Una guía para que el médico de familia reduzca los pacientes derivados a urología

Los urólogos del Salud atienden al año 122.616 consultas (según cifras de 2013). Prácticamente es como si uno de cada diez aragoneses tuviera que ser visto una vez al año por un médico de esta especialidad. Las cifras son tan elevadas que médicos de familia y urólogos se sentaron a trabajar conjuntamente en un documento que permite aportar herramientas suficientes al médico del centro de salud para que él mismo pueda empezar ya a administrar tratamientos a pacientes y solo derive al especialista aquellos casos que lo requieran. Este trabajo comienza con una guía que se va a repartir entre más de 1.000 médicos de Atención Primaria.

“Se trata de hacer una selección tanto para evitar enviar pacientes innecesarios como para detectarlos a tiempo cuando es preciso mandarlos rápido al Hospital”, explica el urólogo del Hospital Universitario Miguel Servet, Alberto Fantova, uno de los quince autores de este documento, en el que han participado médicos de familia y urólogos de los ocho sectores del Salud.

La puerta de entrada del sistema sanitario es la Atención Primaria, donde se resuelve un gran porcentaje de los problemas que afectan al paciente. Cuando el médico de familia no está capacitado para ello, lo deriva a la especialidad correspondiente, en este caso Urología. “Potenciar la colaboración entre Primaria y Especializada es un ejercicio fundamental en la Gestión sanitaria para un buen funcionamiento de todo el sistema”, resalta el Dr. Luis Lample, director de Atención Primaria del Sector Zaragoza II.

Urólogos y médicos de familia de todo Aragón han realizado estos protocolos para mejorar la atención global de los procesos urológicos. Para ello, se han centrado en aquellas enfermedades más frecuentes de la especialidad y también de aquellas en las que el médico de familia ya puede resolver desde su consulta. Estas ocho patologías son hiperplasia benigna de próstata (un crecimiento benigno de esta glándula masculina, que con la edad avanzada se da en prácticamente todos los varones); cáncer de próstata, (el tercer tumor más frecuente en el varón después del de colon y del de pulmón); microhematuria (sangre en orina visible solo a microscopio); cólico renal, infección urinaria, incontinencia urinaria; disfunción eréctil y masa escrotal (aparición de un bulto en el testículo o fuera de él dentro de la bolsa escrotal).

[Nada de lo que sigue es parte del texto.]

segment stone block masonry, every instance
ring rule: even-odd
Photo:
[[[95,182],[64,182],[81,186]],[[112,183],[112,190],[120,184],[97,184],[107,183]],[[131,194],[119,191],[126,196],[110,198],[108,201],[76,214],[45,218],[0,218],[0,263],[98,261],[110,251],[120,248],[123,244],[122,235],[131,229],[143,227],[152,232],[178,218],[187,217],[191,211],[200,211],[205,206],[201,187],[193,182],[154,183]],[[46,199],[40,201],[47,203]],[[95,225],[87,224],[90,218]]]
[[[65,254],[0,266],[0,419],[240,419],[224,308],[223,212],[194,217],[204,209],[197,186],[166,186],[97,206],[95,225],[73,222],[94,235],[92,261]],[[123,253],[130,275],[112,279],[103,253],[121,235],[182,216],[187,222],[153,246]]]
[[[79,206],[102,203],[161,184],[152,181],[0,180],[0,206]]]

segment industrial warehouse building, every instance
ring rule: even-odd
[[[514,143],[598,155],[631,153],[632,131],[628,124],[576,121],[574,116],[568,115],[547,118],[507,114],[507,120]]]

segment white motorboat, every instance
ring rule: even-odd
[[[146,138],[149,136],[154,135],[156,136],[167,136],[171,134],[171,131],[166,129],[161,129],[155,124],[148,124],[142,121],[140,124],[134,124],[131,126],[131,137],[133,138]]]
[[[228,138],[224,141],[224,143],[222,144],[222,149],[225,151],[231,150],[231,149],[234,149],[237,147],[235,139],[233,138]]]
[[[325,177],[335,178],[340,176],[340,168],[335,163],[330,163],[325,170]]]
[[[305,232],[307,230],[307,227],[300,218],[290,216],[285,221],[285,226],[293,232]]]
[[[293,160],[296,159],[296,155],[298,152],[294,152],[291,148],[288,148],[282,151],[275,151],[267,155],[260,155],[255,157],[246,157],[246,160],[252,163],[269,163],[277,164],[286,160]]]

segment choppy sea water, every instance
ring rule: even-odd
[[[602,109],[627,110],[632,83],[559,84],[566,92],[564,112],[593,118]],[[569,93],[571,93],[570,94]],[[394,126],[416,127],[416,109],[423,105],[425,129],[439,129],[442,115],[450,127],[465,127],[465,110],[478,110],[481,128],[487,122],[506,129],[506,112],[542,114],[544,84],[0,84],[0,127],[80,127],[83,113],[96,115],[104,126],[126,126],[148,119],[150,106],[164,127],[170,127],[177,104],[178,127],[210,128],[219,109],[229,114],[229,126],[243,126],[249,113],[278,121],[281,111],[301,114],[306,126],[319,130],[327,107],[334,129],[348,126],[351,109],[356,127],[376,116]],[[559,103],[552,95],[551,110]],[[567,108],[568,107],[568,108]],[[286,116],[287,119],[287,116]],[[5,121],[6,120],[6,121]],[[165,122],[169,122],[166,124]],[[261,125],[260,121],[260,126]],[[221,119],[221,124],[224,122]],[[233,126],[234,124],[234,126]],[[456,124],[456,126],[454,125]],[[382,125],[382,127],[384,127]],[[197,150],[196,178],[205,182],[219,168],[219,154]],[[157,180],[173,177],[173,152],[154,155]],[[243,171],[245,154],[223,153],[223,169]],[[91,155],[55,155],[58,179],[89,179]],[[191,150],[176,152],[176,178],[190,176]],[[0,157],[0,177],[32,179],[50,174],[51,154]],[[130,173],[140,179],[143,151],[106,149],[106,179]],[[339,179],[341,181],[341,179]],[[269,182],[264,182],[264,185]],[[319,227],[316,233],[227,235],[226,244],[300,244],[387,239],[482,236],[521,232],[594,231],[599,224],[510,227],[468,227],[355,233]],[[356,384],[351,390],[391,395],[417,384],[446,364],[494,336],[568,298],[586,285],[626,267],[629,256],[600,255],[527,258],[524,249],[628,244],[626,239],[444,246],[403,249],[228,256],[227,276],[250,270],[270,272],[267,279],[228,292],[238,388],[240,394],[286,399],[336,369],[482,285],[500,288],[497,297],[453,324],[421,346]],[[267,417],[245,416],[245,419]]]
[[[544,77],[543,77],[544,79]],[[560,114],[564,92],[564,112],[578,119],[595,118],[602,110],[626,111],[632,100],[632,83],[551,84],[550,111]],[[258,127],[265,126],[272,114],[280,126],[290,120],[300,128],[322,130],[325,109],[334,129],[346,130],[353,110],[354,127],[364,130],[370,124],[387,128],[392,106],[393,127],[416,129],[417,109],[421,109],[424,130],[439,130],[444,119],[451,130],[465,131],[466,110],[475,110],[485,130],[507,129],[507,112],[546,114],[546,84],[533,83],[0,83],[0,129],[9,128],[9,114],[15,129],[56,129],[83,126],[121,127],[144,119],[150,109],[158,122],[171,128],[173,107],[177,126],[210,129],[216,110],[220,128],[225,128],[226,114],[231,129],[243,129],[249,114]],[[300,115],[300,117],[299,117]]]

Los autores han estudiado todo el proceso asistencial de estas enfermedades para establecer dónde debe ser tratado cada caso según su situación. Esta guía indica cuándo y cómo se debe derivar cada caso, las pruebas y exploraciones a realizar en cada nivel para evitar duplicidades y pérdidas de tiempo y de recursos. El grupo de trabajo ha estado formado por profesionales cualificados de Atención Primaria y Atención Especializada, y el documento es continuo objeto de revisión. “El trabajo está basado en los conocimientos científicos más recientes, lo que llamamos Medicina basada en la evidencia, y eso exige que conforme se vayan publicando nuevas investigaciones que puedan mejorar los tratamientos, nos adaptemos a los cambios para dar la mejor respuesta a nuestros pacientes”, apunta Luis Otegui, coordinador del centro de salud de Torre Ramona y también autor del documento.